The second thread is arguably more ‘Saw like’ in that is pits a protagonist against himself; Bobby is placed in a position that requires him to suffer to enable the ‘rescue’ of his friends – not quite the scenario of the first film, but it’s close – and when we are told the truth to his life, and thus why he was chosen and placed in the traps there is more tension given. Nowhere near the amount of tension or claustrophobia that made the original film so successful, but at least there was a drive to Bobbie’s predicament and it wasn’t some random stranger placed in a trap with a one sentence explanation (such as the opening to the film).
Kevin Greutert returns to the director’s chair after Saw IV and keeps things at a furious pace. Too fast in fact as a combination of the fast editing, the typical drum and bass heavy rock tracks that act as the score and the non-stop mutilation has the effect of pounding you into submission, I felt exhausted after the credits had rolled; I felt like poor Alex in A Clockwork Orange, there was no let up and no escape, and truthfully, I really didn’t enjoy the film at all. I’ve seen my fair share of horror films, indeed the genre, along with sci-fi, are my favourites to watch; further to that I have seen some of the worst excesses ever committed to celluloid, but this was like speed horror – every bit of nastiness condensed into a bite size chunk then force fed straight to your brain. It obviously has its place, the fact that there are seven films within the franchise is a testament to that, but whilst the original film was just that original, all the sequels follow the predictable path of becoming successively gross.
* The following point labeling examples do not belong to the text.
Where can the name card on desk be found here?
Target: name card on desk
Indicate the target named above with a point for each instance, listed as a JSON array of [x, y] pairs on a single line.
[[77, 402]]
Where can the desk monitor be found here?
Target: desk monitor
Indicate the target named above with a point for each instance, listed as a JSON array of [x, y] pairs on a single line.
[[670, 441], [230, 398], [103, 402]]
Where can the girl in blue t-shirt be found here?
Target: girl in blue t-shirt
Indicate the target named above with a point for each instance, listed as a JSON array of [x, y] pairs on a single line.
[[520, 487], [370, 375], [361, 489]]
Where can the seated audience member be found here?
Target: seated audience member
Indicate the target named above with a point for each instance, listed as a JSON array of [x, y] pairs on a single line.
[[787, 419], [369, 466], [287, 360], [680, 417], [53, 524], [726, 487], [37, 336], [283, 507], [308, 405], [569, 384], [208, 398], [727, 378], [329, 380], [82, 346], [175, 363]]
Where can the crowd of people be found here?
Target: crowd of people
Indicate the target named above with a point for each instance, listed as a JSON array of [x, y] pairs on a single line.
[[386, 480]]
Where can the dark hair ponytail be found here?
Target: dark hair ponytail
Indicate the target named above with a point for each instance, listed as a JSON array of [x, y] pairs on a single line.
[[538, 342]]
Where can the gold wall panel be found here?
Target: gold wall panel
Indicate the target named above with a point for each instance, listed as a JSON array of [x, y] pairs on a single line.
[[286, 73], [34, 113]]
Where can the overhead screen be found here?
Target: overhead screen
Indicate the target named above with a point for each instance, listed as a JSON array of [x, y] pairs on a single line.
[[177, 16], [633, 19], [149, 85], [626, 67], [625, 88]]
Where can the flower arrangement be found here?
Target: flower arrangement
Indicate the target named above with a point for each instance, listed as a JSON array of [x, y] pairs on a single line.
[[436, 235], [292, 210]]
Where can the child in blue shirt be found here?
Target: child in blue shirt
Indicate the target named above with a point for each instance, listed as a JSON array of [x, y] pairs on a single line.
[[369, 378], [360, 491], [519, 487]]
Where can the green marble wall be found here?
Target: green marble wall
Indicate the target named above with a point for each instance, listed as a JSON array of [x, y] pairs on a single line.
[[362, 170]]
And talking about the original, I hinted in the first paragraph of the tie that saves the film – well it’s no stretch, or spoiler, to mention that Dr. Lawrence Gordon (Cary Elwes) makes a appearance in this, the last chapter; and his inclusion is supposed to tie everything together in a kind of sadistic reveal, and whilst I loved the idea, and indeed that tie in, the credibility of such a stretch was realistically one step too far. Having said that this final twist, and that final scene, I did enjoy and did pull this film back from the brink – I have no desire to see it again, but I won’t be dissuading anyone else from seeing it.